Today, Facebook signed up to use Web of Trust (WOT) reputation ratings to help create a safter on-line experience for its users. The effort is intended to avoid phishing scams within Facebook.  Once a Facebook user shares a link:

Facebook automatically scans the links, applying WOT’s information, to determine if the website is known to distribute spam or contain malware. If the link is identified as untrustworthy, then a warning will appear allowing the person to avoid the link, learn more about the rating or continue forward.

Assessments about the trustworthiness of the site are determined by the crowd. I’m not sure exactly how it will work but presumably if enough people flag a site as malicious, a WOT warning appears.

Sounds good so far.But I wonder how this crowdsourcing of malicious links on Facebook simultaneously binds us even more closely to an “architecture of publicness” (a term I’m playing with as I prepare a manuscript on Facebook’s effect on political identity).  What I mean by this term is a on-line design structure that provides social incentives to reveal elements of yourself, whether it be your behavior, your likes and dislikes or pieces of information from your past or present.  All this can of course be aggregated and mined for marketing purposes, even if it won’t necessarily be used in this way.

Theoretically, WOT data would seem to be no different.  As you report which sites are unsavory, Facebook (and/or WOT, I’m not sure how this data is collected) learns more about your tastes and preferences and your browsing habits.

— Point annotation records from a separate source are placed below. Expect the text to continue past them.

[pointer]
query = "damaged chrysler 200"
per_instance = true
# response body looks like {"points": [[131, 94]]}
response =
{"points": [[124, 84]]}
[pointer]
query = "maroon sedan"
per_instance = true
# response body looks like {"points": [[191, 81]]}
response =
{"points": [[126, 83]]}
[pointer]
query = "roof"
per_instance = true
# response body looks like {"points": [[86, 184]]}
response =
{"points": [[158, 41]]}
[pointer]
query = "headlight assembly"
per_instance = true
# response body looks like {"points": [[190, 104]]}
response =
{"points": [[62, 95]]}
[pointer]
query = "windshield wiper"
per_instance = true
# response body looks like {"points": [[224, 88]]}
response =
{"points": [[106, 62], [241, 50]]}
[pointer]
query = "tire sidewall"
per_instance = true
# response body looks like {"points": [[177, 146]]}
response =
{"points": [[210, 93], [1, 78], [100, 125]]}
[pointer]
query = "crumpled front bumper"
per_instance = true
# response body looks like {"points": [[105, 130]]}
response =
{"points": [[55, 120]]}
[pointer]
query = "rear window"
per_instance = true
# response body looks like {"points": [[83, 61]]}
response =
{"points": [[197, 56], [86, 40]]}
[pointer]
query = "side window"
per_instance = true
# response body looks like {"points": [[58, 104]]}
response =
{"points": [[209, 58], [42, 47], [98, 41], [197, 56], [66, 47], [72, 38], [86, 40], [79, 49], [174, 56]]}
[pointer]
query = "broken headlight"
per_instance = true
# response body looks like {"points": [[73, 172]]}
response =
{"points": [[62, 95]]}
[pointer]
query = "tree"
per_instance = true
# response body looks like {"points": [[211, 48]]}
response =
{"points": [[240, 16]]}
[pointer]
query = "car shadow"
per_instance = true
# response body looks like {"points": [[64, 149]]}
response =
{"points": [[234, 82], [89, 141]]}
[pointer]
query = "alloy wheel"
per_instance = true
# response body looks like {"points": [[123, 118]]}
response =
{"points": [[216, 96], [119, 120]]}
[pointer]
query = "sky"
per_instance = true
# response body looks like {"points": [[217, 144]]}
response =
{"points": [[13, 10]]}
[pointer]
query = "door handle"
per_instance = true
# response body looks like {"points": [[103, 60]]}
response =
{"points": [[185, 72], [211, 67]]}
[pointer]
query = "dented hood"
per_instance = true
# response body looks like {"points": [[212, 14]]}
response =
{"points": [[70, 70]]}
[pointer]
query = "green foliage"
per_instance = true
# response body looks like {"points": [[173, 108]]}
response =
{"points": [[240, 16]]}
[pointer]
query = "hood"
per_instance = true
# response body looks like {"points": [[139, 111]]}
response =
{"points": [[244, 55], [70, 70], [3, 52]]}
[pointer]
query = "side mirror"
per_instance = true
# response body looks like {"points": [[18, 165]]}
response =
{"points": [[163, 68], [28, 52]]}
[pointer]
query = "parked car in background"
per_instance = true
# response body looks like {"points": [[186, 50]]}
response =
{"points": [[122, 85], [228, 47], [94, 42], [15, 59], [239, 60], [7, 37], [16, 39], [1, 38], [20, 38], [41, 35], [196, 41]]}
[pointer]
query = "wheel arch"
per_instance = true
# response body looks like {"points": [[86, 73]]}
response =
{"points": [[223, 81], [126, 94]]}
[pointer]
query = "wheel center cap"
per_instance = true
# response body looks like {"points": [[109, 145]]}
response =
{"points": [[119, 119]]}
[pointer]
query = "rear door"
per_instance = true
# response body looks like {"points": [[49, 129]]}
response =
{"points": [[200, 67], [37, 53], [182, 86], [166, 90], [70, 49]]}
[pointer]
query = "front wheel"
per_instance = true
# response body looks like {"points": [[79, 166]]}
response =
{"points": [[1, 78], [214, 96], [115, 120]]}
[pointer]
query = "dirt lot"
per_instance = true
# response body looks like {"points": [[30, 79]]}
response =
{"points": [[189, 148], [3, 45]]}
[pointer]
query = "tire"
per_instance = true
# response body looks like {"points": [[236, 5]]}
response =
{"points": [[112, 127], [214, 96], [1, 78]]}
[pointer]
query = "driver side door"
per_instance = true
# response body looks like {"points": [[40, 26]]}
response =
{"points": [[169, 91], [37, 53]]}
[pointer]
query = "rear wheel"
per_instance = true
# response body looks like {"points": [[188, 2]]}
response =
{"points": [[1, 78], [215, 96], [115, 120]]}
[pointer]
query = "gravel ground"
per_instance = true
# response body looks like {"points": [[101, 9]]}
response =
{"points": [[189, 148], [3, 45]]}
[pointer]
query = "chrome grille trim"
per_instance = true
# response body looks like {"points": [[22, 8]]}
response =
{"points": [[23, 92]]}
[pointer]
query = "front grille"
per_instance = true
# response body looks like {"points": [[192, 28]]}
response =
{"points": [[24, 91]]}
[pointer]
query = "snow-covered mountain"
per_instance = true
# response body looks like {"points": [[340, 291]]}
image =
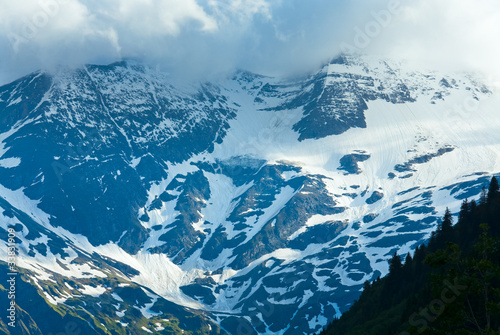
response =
{"points": [[253, 204]]}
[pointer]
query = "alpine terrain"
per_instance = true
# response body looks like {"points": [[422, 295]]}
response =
{"points": [[249, 205]]}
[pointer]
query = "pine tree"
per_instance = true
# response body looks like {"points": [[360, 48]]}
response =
{"points": [[447, 223]]}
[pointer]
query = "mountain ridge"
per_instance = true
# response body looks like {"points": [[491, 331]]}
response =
{"points": [[242, 196]]}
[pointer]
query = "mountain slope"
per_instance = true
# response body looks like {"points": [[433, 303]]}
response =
{"points": [[265, 203]]}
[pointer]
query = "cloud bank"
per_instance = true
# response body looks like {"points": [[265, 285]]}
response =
{"points": [[203, 38]]}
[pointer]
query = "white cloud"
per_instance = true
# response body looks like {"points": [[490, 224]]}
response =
{"points": [[205, 37]]}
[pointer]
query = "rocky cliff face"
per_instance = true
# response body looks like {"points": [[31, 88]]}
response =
{"points": [[261, 203]]}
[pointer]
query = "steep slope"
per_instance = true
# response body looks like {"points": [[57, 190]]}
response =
{"points": [[265, 203]]}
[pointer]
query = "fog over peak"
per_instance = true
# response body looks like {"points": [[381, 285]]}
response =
{"points": [[203, 38]]}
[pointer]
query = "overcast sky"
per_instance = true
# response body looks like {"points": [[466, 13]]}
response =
{"points": [[203, 38]]}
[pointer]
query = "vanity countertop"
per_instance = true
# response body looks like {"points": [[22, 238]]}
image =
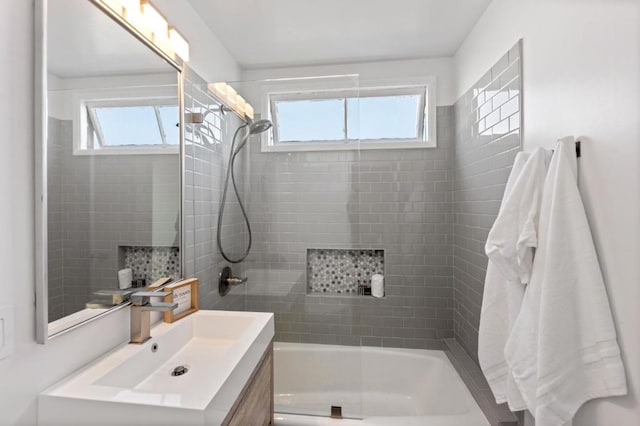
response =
{"points": [[133, 383]]}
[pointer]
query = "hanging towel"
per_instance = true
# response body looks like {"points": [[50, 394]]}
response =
{"points": [[562, 350], [509, 247]]}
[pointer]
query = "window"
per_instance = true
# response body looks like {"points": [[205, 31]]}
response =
{"points": [[371, 118], [141, 125]]}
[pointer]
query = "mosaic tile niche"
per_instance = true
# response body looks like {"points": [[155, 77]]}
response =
{"points": [[341, 271], [151, 263]]}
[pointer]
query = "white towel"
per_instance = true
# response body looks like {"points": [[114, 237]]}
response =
{"points": [[509, 247], [562, 350]]}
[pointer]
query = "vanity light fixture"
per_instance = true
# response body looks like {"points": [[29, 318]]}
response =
{"points": [[230, 98], [148, 22]]}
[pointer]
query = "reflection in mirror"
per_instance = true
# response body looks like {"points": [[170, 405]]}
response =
{"points": [[112, 192]]}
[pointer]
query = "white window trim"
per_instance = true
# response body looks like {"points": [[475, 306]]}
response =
{"points": [[130, 97], [311, 89]]}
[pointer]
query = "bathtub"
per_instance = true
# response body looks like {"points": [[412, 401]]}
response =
{"points": [[374, 386]]}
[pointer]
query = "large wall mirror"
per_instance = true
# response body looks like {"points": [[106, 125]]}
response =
{"points": [[108, 165]]}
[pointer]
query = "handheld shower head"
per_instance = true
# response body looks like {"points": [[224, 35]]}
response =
{"points": [[260, 126]]}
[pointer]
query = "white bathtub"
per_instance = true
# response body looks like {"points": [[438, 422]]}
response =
{"points": [[374, 386]]}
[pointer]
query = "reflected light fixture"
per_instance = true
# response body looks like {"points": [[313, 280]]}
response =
{"points": [[155, 21], [149, 22], [228, 96], [178, 44]]}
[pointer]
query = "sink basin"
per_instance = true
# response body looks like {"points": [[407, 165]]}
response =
{"points": [[134, 384]]}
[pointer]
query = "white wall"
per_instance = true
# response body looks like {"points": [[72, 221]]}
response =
{"points": [[32, 368], [441, 68], [582, 78], [209, 58]]}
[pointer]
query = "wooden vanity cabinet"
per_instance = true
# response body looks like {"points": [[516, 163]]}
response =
{"points": [[254, 406]]}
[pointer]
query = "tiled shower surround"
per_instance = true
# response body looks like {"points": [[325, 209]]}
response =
{"points": [[342, 271], [207, 148], [396, 200], [151, 263], [428, 209], [487, 141], [95, 205]]}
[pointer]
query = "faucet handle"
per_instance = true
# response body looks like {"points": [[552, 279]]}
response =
{"points": [[141, 298]]}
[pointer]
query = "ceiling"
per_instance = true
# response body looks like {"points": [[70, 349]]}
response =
{"points": [[261, 33], [83, 42]]}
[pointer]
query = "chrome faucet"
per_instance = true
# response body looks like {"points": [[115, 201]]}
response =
{"points": [[141, 306]]}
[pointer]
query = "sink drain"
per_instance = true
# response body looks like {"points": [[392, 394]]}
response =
{"points": [[180, 370]]}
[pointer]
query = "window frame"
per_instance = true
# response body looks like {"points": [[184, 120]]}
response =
{"points": [[83, 116], [294, 90]]}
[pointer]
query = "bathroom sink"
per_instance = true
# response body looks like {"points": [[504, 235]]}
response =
{"points": [[189, 373]]}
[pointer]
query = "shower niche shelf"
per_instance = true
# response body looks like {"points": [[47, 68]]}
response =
{"points": [[340, 271]]}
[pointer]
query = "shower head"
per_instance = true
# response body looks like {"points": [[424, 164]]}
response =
{"points": [[259, 126]]}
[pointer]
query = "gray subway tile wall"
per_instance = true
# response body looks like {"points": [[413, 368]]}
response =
{"points": [[207, 148], [487, 139], [96, 204], [397, 200]]}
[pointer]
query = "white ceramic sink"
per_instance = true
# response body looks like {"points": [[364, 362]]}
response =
{"points": [[133, 385]]}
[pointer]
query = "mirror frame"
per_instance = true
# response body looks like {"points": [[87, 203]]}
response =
{"points": [[40, 142]]}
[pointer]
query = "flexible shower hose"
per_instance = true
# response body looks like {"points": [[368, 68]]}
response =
{"points": [[230, 172]]}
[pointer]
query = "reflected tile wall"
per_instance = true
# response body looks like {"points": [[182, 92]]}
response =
{"points": [[396, 200], [98, 203], [487, 120]]}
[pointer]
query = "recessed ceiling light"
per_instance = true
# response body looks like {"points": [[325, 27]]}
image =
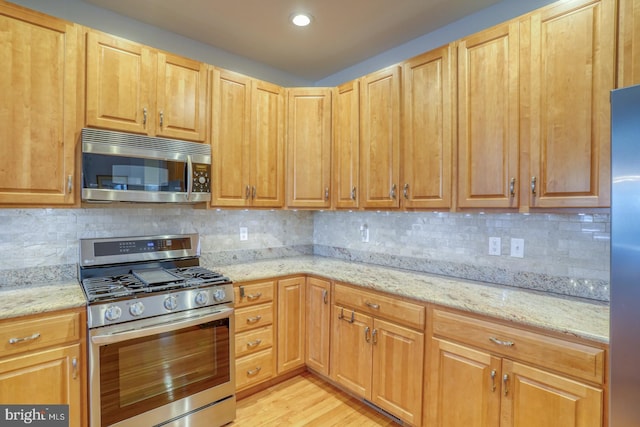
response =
{"points": [[301, 19]]}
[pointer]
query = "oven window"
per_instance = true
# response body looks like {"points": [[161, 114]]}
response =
{"points": [[146, 373]]}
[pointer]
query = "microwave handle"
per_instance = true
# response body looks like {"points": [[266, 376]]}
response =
{"points": [[189, 178]]}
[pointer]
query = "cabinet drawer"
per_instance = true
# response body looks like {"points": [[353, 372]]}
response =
{"points": [[254, 293], [18, 335], [253, 369], [254, 340], [403, 312], [574, 359], [253, 317]]}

An appropriate retort would be that this is all happening in the name of making Facebook a more secure environment….fair enough.  There is no reason why the relentless revelation of your online self has to be all bad.  In fact revelation is cathartic and desirable in many ways.  However when we start to rationalize revelation by making it mundane, it does something to us (I think).  I’m not sure what that is yet, but I’m afraid there’s a part of it that’s not so savory.  How much sharing is too much sharing on-line?  I’m not entirely sure.